Body Paragraph linking figurative language to the meaning of the poem:
            The use of figurative language in this poem is effective in displaying how society does not allow other to speak out and act or think differently. This is shown in the beginning of the poem when the narrator sees “a man / trying to think” (1-2) and all the narrator wants to do is say, “keep off! Give him room!” (6), but one can “only watch, terrified” (7-8). The narrator, like most of society, is trapped and isolated from speaking out uniquely. These first few lines are then magnified by the use of figurative language in lines 10-15:
                        Like a fish
                        half-dead from flopping
                        and almost crawling
                        across the shingle,
                        almost breathing
                        the raw, agonizing
                        air.
The analogy of the man trying to think and the fish trapped, gasping for air, is synonymous of how our society reflects negatively upon those who try to be different.
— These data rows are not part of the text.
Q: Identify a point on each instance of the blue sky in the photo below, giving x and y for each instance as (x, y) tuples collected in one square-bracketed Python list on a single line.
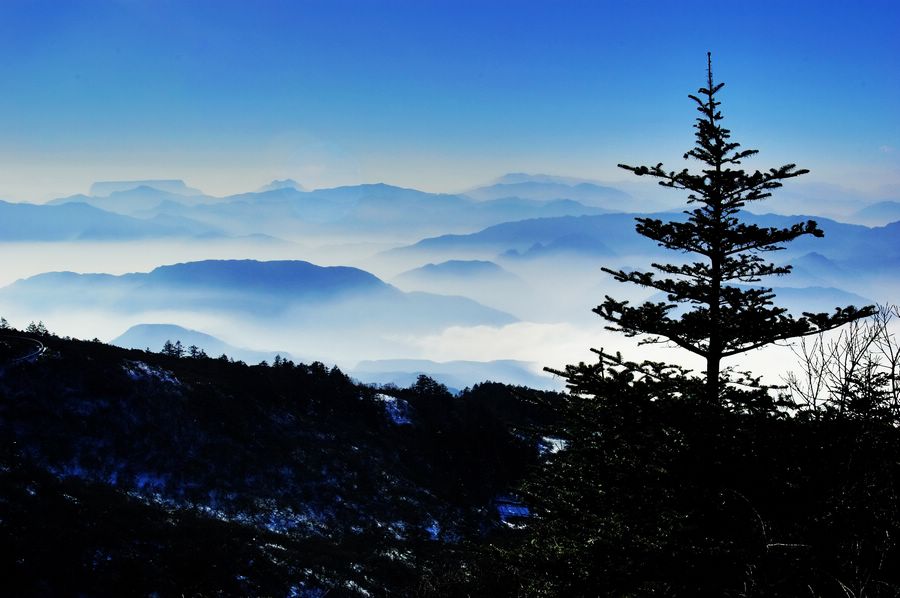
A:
[(434, 95)]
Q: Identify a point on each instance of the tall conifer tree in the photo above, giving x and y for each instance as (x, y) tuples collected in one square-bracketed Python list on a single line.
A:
[(723, 319)]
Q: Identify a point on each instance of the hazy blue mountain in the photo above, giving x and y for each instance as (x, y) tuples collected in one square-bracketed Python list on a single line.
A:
[(154, 336), (454, 374), (281, 184), (288, 292), (483, 281), (546, 187), (136, 201), (459, 269), (879, 214), (81, 222), (361, 209), (177, 186), (614, 234), (815, 269), (592, 235)]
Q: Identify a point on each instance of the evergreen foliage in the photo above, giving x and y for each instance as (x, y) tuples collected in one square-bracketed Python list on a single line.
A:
[(724, 319)]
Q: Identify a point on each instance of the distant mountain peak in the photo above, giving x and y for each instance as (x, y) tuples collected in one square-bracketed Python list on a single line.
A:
[(281, 184), (177, 186)]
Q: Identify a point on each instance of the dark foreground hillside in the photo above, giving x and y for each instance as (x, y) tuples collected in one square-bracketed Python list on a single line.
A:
[(133, 473)]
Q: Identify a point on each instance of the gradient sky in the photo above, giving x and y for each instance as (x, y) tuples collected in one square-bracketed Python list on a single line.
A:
[(434, 95)]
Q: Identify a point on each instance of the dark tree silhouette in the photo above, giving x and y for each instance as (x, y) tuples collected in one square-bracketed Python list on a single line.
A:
[(723, 319)]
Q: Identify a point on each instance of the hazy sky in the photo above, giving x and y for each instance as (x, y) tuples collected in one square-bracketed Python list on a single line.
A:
[(434, 95)]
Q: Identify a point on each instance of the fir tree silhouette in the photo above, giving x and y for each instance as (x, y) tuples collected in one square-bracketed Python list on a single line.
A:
[(723, 319)]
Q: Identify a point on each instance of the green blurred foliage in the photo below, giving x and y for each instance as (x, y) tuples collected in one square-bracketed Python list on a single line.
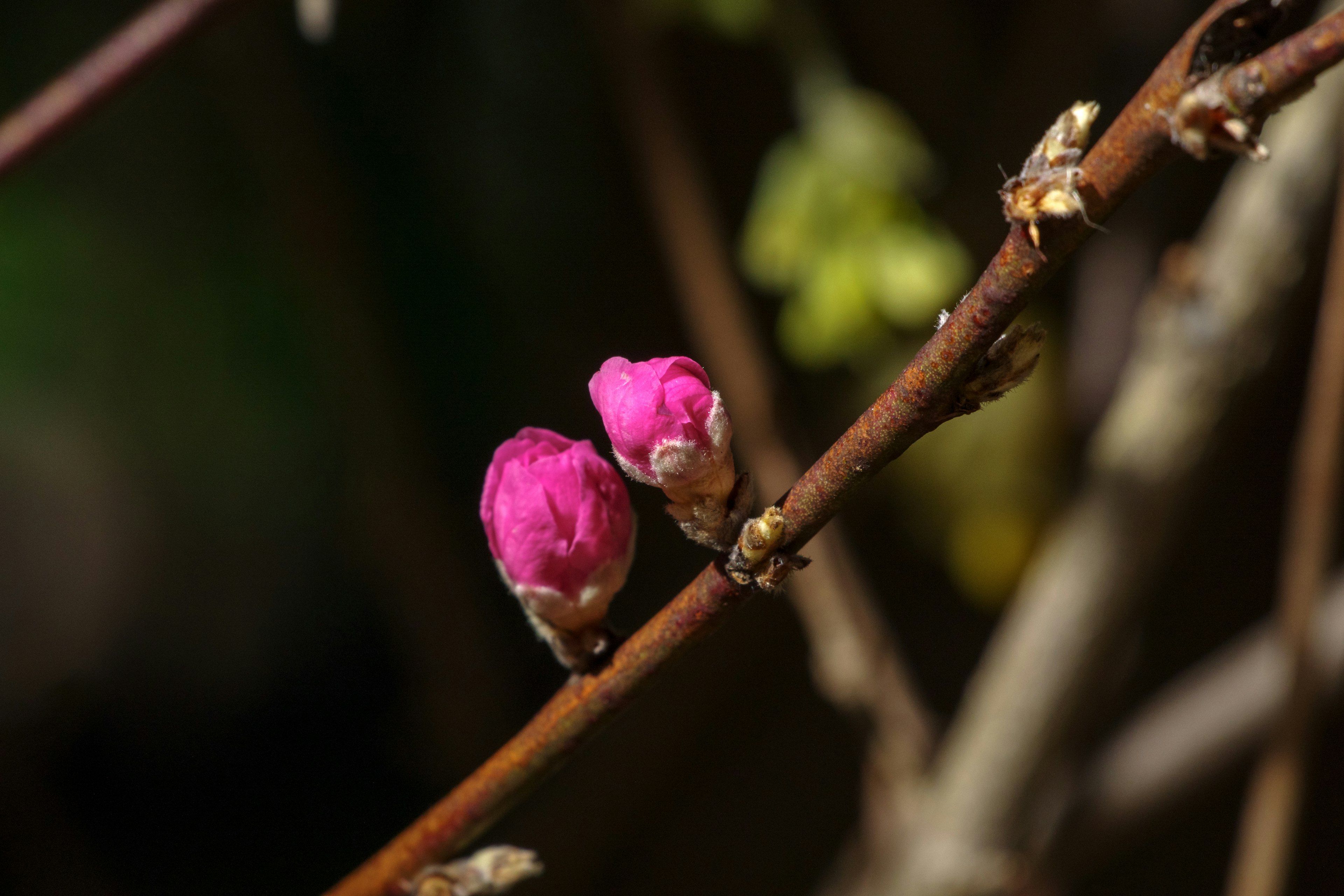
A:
[(835, 229), (976, 491)]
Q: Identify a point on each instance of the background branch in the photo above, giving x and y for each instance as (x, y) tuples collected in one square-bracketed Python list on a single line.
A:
[(925, 396), (1205, 331), (1269, 820), (101, 75), (855, 664), (1194, 731)]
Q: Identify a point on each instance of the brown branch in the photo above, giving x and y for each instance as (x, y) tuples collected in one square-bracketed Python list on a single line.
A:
[(855, 664), (1205, 331), (1194, 731), (926, 393), (97, 77), (1269, 819)]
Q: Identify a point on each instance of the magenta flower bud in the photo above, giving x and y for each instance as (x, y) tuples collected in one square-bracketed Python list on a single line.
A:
[(560, 526), (670, 429)]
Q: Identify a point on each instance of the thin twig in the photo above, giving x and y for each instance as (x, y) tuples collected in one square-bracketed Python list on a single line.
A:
[(1203, 332), (926, 394), (1269, 820), (855, 663), (1194, 731), (103, 73)]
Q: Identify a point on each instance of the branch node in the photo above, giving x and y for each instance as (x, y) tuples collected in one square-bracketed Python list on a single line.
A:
[(714, 524), (1006, 366), (1206, 119), (495, 870), (1048, 186), (756, 559)]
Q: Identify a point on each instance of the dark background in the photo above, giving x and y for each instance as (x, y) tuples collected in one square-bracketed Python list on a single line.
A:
[(265, 317)]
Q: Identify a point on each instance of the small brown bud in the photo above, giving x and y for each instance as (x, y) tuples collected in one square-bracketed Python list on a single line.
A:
[(495, 870), (1205, 120), (757, 561), (1006, 366), (1048, 186), (761, 537)]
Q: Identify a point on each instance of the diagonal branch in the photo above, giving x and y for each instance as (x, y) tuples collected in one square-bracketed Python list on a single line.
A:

The fish represents the struggles of those who do not fit in with society, and this is displayed through the simile. The syntax of the these lines make the readers speak with short breath, feeling trapped and lonely themselves, just how the lone man trying to think critically feels suffocated by society’s menacing grip. Only the personification of the “triumphant sea” (18-19) reeling the fish back into the blind ocean reveals how our society copes with these stragglers, by silencing them and pulling them back under its tight grasp. The common man is doomed by conformity, an agent of society’s tyrannical reign over its people.